Berigan’s music was not calculated primarily to impress, but to serve the musical narrative.  True, he was eager to please his listeners and not above using novel effects to achieve his ends through growls, ragged tones, staccato notes, mutes, cups or even hats.  Yet each phrase, note or variation in his 600 surviving recordings tends to focus attention on the music rather than the performer.

Squaring the circle of early jazz horn, he brilliantly merged the reflective sensitivity of Bix Beiderbecke and the extroverted power of Louis Armstrong.  For a decade of the Swing era, Berigan was one of the most consistently expressive and inspiring talents of his generation. Three quarters of a century after the premature passing of Roland Bernard “Bunny” Berigan, the soaring spirit of his trumpet endures.

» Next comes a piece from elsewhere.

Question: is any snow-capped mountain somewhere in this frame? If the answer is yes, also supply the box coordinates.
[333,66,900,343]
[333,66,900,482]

Closer Clip – Back in Your Own Backyard, Rose Room, Whistle While You Work, Devil’s Holiday, Panama, theme

 

 

Sources and further reading:

Giants of Jazz: Bunny Berigan, Richard Sudhalter (Time-Life Books, liner booklet, 1979)

Hear Me Talkin’ to Ya: The Story of Jazz Told by the Men Who Made It, Nat Shapiro and Nat Hentoff (Dover Publications, 1955)

Jazz Records: 1897-1942 [discography], Brian Rust (Arlington House, 1978)

Lost Chords: White Musicians and Their Contribution to Jazz 1915-1945, Richard Sudhalter (Oxford University Press, 1999)

The New Grove Dictionary of Jazz (St. Martin’s Press, 1988)

 

2 Responses to Soaring with Bunny Berigan


  1. Albert Nicholas told me that Bunny was the most respected trumpeter among the colored musicians.
    They praised him highly. He was a king. What a waste of talent this alcohol was.